Floriography – send messages using the Victorian language of flowers

floriography

 

Send coded messages like the Victorians using floriography in a nosegay or tussie-mussie. Here’s how…

Plants and fungi may be limited to communication via chemicals, but that’s okay, because we humans created a language for them! Meaning has been attributed to different sorts of vegetation since the Druids harvested mistletoe to use in their Winter Solstice rituals. Flower symbolism has been around through the middle ages and Renaissance when flowers were given moral meanings and included in religious art. Yet floral language – or floriography – had its heyday in the Victorian era.

Floriography is not quite as wildly popular today. The modern person would probably wonder why there was wheat in a bouquet rather than thinking ‘ah! This means wealth and prosperity!’ However, floriography still has a more-than-modest following. The meaning behind some flowers, like red roses, are almost globally-known – and florigraphy itself is a pretty worldly thing. The language of flowers used in the Western world originated in the Turkish empire and was brought to Europe by Lady Mary Wortley Montague, the wife of English ambassador to Constantinople in the 1700s. Lady Montague is more commonly known for her support of women’s rights and authoring the first secular work by a woman about the Muslim Orient!

Flowers, long held as a symbol of love, became a way for lovers to send secret messages to each other in the strait-laced Victorian era. Madam Charlotte de la Tour (the pen-name of Louise Cortambert) wrote something of the ‘official dictionary’ of flower meanings in 1819. While not easily available in print, Madam Tour’s book The Language of Flowers was influential enough for it to have been made available in free, digital archived form.

A second language for flowers, hanakotoba, originated in Japan, most likely at the same time – if not before – the Turks were sending messages via blossoms. Hanakotoba also most likely originated in the same way as the Turkish floriography. Meanings were assigned to flowers based on the physical nature of the plant, such as where it grew, when it bloomed, and what its petals looked like. Flower meanings were also derived from mythology and words that the name of the flower resembled. The flowers appearing in kimono motifs and on greeting cards often are carefully picked so as to correspond with appropriate meanings in the hanakotoba system. Some Japanese feel that, beginning after the second world war, Western floriography has been becoming more and more common among younger generations. However, traditional Japanese flower language is used in many films and animations, such as the hit anime Weiß Kreuz, which features assassins working at ‘The House of Kittens’ flower shop.

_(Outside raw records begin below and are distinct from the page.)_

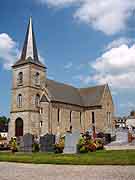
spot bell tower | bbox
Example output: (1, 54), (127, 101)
(9, 18), (46, 138)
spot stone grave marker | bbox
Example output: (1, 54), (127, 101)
(40, 134), (55, 152)
(22, 133), (33, 152)
(63, 131), (80, 154)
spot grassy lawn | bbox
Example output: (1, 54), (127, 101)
(0, 150), (135, 165)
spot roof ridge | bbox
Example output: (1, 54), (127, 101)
(47, 78), (78, 89)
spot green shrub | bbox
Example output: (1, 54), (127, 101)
(32, 143), (40, 152)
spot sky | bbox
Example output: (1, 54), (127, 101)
(0, 0), (135, 116)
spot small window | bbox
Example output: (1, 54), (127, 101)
(17, 72), (23, 85)
(17, 94), (22, 108)
(35, 94), (40, 107)
(35, 72), (40, 85)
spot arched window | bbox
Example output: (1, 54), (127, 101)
(35, 72), (40, 85)
(17, 94), (22, 108)
(35, 94), (40, 107)
(17, 72), (23, 85)
(15, 118), (23, 137)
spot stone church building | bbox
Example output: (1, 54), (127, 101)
(8, 18), (114, 138)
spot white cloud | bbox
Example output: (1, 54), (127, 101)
(0, 33), (19, 69)
(91, 44), (135, 88)
(37, 0), (135, 35)
(64, 62), (73, 70)
(0, 33), (44, 70)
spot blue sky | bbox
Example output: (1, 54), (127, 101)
(0, 0), (135, 116)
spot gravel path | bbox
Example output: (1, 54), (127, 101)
(0, 162), (135, 180)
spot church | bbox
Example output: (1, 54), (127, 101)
(8, 18), (114, 138)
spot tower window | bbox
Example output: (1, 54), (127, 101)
(35, 94), (40, 107)
(80, 112), (82, 126)
(17, 72), (23, 85)
(35, 72), (40, 85)
(17, 94), (22, 108)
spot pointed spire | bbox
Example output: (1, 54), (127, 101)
(21, 17), (39, 63)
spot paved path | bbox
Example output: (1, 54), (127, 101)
(0, 162), (135, 180)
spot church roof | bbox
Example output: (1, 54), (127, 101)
(13, 17), (44, 67)
(44, 79), (106, 107)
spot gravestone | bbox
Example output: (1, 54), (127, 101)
(40, 134), (55, 152)
(21, 133), (33, 152)
(63, 131), (80, 154)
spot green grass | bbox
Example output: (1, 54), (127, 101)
(0, 150), (135, 165)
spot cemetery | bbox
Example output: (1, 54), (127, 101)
(0, 126), (135, 165)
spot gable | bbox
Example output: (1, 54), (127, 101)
(47, 79), (105, 107)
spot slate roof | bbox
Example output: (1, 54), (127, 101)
(42, 79), (106, 107)
(13, 17), (45, 67)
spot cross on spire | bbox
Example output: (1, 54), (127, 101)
(14, 17), (44, 66)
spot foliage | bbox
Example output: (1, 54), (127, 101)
(10, 137), (18, 153)
(54, 137), (65, 153)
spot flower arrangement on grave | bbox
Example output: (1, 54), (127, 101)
(54, 136), (65, 153)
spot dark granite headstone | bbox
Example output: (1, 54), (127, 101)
(40, 134), (55, 152)
(63, 131), (80, 154)
(22, 133), (33, 152)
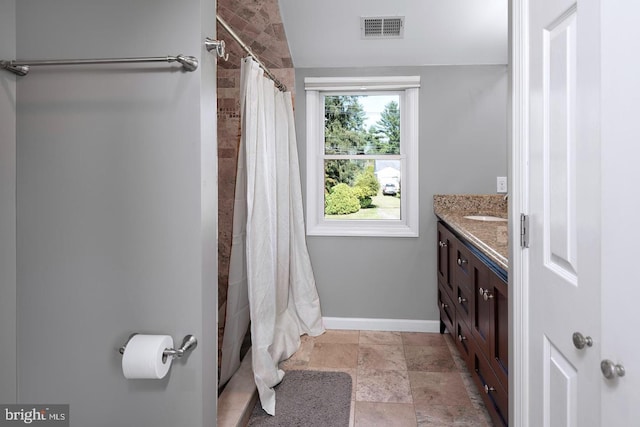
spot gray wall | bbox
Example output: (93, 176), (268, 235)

In both the East and the West, it was considered horribly unmannerly for one to openly tell their lover how they felt, and this emotional reticence led to floriography’s popularity. The Victorians carried floriography a step further and used flowers to convey all manner of sentiments, from the deep to the trivial. The list presented here is just a taste of the banquet of bouquets.

Flower meanings in Victorian floriography

  • Aloe – Grief
  • Almond – Promise
  • Balsamine – Impatience
  • Bellflower – Thinking of you
  • Daisy – Innocence
  • Grass – Submission
  • Ivy – Dependence
  • Lavender – Devotion or Distrust
  • Lime Blossom – Fornication
  • Lotus – Chastity
  • Marigold – Pain
  • Mint – Suspicion
  • Oak Leaves – Strength
  • Pear Blossom – Lasting friendship
  • Poppy – Eternal Sleep or Imagination
  • Thistle – Nobility
  • Violet – Modesty
  • Witchhazel – A Spell

Additionally, each day of the year has its own flower in floriograph culture with both Western and Eastern variants.

Floriography methods

Floriographic messages can be sent in bouquets or secretly planted in the recipient’s lawn, but the traditional Western method is through something known as the nosegay, posey or tussie-mussie. Tussie-mussies are, more or less, miniature flower bouquets wrapped in a lace doily and tied with ribbons or, as was popular in the late Victorian era, placed in an elegant silver holder. The ideal posey is small enough to be carried as a fashion accessory, but large enough to contain the variety of flowers needed to convey a complete message. The art of flower appreciation and the making of nosegays was taught at finishing schools so that young ladies of the day could both make and decipher bouquets.

Hpow to make a basic Victorian nosegay:

1. Trim down extra leaves from the flowers so you can work with the stems.

2. Start by holding the flower(s) you want to be the centre of your bouquet, usually the largest and brightest ones.

3. Add a circle of filler flowers around the centrepiece.

4. Repeat step three as desired, using smaller flowers each time.

5. Wrap large leaves around the bottom of the arrangement, making sure they are just low enough to frame the flowers.

6. Wrap floral (or scotch or electrical or duct) tape around the entire arrangement. If you’re using silk flowers for an everlasting bouquet, hot glue is a very effective substitute.

7. Add a lace doily, ribbons, Victorian charms, faux pearls, or whatever else you want.

8. Give your Victorian nosegay to someone special!